What is different about this model than a best practice model?

  • This model is only 1 layer. State of the art for image recognition will use more layers. Resnet 34 and Resnet 50 are common (34 and 50 layers). This would just mean we would alternate between the ReLu and linear layers and duplicate what we are doing with more weights and biases.
  • More weights and Biases. The Weights and Biases I used are fairly small - I ran this extremely quickly on a CPU. With the appropriate size weight and biases tensors, it would make way more sense to use a GPU.

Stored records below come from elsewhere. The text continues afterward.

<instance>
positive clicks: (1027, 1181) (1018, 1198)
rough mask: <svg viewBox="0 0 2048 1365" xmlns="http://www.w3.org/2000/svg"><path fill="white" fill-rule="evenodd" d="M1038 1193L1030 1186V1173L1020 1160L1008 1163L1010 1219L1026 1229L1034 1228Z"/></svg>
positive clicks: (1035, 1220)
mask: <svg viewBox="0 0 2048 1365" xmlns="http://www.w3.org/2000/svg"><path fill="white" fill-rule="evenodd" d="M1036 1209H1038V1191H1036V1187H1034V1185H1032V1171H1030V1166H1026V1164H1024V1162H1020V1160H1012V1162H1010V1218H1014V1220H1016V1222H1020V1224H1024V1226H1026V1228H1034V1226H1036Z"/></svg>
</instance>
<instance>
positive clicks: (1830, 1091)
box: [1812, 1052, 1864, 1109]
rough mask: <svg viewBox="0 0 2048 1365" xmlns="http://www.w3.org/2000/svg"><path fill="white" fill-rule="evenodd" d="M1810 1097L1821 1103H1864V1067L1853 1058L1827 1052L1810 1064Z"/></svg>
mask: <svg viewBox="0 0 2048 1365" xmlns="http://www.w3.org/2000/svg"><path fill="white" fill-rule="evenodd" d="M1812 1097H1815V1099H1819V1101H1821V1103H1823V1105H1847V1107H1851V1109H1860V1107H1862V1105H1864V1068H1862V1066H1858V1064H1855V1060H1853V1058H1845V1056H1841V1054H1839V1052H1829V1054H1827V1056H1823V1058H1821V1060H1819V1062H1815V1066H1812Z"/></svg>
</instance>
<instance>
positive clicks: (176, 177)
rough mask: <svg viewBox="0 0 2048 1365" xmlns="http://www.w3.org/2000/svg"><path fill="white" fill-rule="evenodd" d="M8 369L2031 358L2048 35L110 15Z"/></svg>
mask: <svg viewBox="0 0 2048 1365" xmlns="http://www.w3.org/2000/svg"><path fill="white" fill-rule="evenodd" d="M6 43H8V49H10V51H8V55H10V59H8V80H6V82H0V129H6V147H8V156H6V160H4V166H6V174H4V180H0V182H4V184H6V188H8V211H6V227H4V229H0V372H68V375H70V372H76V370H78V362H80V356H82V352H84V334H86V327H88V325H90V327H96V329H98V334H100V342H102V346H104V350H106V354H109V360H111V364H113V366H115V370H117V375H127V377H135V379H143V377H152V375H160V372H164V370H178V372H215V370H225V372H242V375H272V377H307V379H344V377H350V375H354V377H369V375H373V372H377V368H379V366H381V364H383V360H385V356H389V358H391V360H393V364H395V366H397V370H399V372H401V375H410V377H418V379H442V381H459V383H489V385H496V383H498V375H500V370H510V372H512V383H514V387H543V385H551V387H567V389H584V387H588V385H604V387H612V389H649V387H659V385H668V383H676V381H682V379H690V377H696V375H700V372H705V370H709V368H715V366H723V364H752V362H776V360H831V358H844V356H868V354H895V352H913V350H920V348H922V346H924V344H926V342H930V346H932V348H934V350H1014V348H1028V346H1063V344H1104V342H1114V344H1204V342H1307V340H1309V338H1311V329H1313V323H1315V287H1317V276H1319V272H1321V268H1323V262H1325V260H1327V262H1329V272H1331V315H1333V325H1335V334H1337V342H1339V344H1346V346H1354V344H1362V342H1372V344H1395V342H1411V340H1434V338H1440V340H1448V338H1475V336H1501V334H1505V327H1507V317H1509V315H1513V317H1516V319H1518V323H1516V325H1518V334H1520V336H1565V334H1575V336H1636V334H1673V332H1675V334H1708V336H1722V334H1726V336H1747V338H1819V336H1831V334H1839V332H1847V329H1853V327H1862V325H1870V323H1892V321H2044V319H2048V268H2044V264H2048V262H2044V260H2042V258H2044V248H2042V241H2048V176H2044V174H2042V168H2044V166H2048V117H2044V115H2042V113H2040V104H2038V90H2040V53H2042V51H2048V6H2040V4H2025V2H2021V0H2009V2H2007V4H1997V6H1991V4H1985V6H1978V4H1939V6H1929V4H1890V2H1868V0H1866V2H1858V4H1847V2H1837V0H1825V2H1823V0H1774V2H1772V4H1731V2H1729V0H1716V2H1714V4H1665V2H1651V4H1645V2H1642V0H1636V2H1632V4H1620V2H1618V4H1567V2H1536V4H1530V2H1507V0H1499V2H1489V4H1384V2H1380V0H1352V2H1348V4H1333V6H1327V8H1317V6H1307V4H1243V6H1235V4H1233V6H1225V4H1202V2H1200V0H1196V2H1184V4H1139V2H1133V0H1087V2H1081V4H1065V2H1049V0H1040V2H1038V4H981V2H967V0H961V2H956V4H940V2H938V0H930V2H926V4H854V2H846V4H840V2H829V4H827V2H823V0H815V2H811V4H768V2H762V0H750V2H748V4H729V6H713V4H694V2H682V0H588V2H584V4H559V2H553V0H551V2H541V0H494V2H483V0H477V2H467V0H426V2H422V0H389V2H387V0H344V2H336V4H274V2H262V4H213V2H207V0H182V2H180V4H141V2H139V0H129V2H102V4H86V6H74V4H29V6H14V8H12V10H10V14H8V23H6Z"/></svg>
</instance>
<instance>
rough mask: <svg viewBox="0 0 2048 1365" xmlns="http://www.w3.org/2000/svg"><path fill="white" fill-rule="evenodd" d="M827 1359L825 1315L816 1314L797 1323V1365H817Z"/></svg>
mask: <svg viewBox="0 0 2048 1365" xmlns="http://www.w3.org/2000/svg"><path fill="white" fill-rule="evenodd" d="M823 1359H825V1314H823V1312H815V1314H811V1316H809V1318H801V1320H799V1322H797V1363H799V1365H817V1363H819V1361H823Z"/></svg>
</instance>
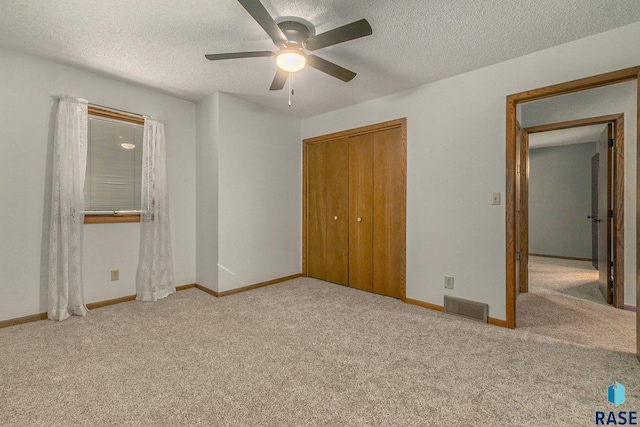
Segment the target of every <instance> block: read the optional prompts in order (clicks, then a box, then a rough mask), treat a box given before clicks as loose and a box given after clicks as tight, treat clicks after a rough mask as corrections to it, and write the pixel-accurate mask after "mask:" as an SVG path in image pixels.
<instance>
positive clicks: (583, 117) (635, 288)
mask: <svg viewBox="0 0 640 427" xmlns="http://www.w3.org/2000/svg"><path fill="white" fill-rule="evenodd" d="M638 64H640V59H638V60H636V65H638ZM618 113H623V114H624V202H625V203H624V243H625V244H624V271H625V273H624V276H625V280H624V301H625V304H627V305H635V304H636V245H635V242H636V170H637V159H636V153H637V137H636V135H637V81H630V82H625V83H620V84H617V85H611V86H605V87H602V88H598V89H592V90H589V91H585V92H578V93H572V94H569V95H563V96H558V97H554V98H549V99H543V100H540V101H536V102H529V103H526V104H523V105H522V110H521V116H520V117H521V124H522V126H523V127H530V126H537V125H541V124H547V123H556V122H563V121H568V120H575V119H583V118H588V117H597V116H604V115H609V114H618Z"/></svg>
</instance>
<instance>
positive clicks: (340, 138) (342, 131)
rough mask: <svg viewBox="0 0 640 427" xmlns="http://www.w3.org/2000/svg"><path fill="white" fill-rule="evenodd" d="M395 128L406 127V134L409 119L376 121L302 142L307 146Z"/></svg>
mask: <svg viewBox="0 0 640 427" xmlns="http://www.w3.org/2000/svg"><path fill="white" fill-rule="evenodd" d="M394 128H402V129H404V130H405V132H403V133H404V134H405V135H406V128H407V119H406V118H403V119H397V120H390V121H388V122H382V123H376V124H373V125H368V126H363V127H359V128H355V129H349V130H344V131H340V132H335V133H330V134H327V135H320V136H315V137H313V138H307V139H304V140H303V141H302V142H303V143H304V144H305V146H306V145H307V144H316V143H319V142H327V141H331V140H332V139H341V138H348V137H350V136H356V135H364V134H366V133H373V132H378V131H381V130H387V129H394ZM405 142H406V141H405Z"/></svg>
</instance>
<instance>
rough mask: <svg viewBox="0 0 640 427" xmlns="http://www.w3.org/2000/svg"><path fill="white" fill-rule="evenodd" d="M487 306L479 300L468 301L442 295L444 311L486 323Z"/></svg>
mask: <svg viewBox="0 0 640 427" xmlns="http://www.w3.org/2000/svg"><path fill="white" fill-rule="evenodd" d="M488 310H489V306H488V305H487V304H483V303H480V302H475V301H469V300H466V299H462V298H454V297H450V296H448V295H445V296H444V312H445V313H451V314H455V315H457V316H462V317H466V318H467V319H472V320H478V321H480V322H484V323H487V311H488Z"/></svg>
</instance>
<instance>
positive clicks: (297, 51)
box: [276, 49, 307, 73]
mask: <svg viewBox="0 0 640 427" xmlns="http://www.w3.org/2000/svg"><path fill="white" fill-rule="evenodd" d="M276 64H278V67H279V68H280V69H282V70H284V71H286V72H288V73H295V72H296V71H300V70H302V69H303V68H304V67H305V65H307V56H306V55H305V54H304V52H302V51H301V50H300V49H283V50H281V51H280V52H278V54H277V55H276Z"/></svg>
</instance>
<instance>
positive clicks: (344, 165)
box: [307, 139, 349, 285]
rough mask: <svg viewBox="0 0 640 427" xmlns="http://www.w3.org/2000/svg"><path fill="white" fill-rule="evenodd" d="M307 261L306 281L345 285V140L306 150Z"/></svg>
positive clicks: (345, 218) (347, 236)
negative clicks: (307, 252) (307, 249)
mask: <svg viewBox="0 0 640 427" xmlns="http://www.w3.org/2000/svg"><path fill="white" fill-rule="evenodd" d="M307 156H308V158H307V161H308V168H309V175H308V203H309V217H308V221H309V224H308V227H309V228H308V230H309V237H308V239H309V241H308V254H307V256H308V259H307V274H308V275H309V276H310V277H315V278H318V279H322V280H326V281H329V282H334V283H339V284H341V285H347V284H348V280H349V259H348V250H349V234H348V233H349V229H348V222H347V219H348V218H347V215H348V201H349V175H348V173H349V145H348V140H345V139H342V140H333V141H329V142H323V143H317V144H311V145H309V146H308V148H307Z"/></svg>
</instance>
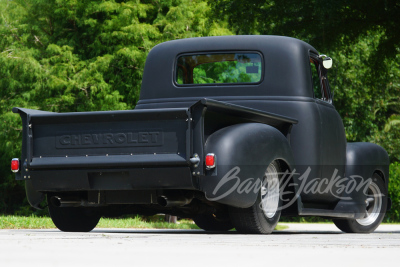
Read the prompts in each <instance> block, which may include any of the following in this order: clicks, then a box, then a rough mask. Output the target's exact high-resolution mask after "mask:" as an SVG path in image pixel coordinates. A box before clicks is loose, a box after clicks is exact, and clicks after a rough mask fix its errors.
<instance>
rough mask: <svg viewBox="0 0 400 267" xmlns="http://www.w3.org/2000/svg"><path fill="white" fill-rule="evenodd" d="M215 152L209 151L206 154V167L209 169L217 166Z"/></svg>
mask: <svg viewBox="0 0 400 267" xmlns="http://www.w3.org/2000/svg"><path fill="white" fill-rule="evenodd" d="M215 161H216V160H215V154H213V153H208V154H207V155H206V168H207V169H212V168H215Z"/></svg>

  • Matrix Multiplication is replaced with Convolutions for image recognition. A Convolution can be thought of as matrix multiplication if you averaged some of the pixels together. This intuitively makes sense as 1 pixel in itself is meaningless without the context of other pixels. So we tie them together some.
  • Dropout would make our model less likely to overfit and less dependent on specific pixels. It would do this by randomly ignoring different pixels so it cannot rely on them. It’s very similar to how decision trees randomly ignore variables for their splits.
  • Discriminate learning rates means that the learning rates are not the same for all levels of the neural network. With only 1 layer, naturally we don’t worry about this.
  • Gradient Descent - we can adjust our learning rate based on our loss to speed up the process
  • Transfer learning - we can optimize our weights on a similar task so when we start trying to optimize weights on digits we aren’t starting from random variables.
  • Keep training for as many epochs as we see our validation loss decrease

As you can see, these are not completely different models. These are small tweaks to what we have done above that make improvements - the combination of these small tweaks and a few other tricks are what elevate these models. There are many ‘advanced’ variations of Neural Networks, but the concepts are typically along the lines of above. If you boil them down to what they are really doing without all the jargon - they are pretty simple concepts.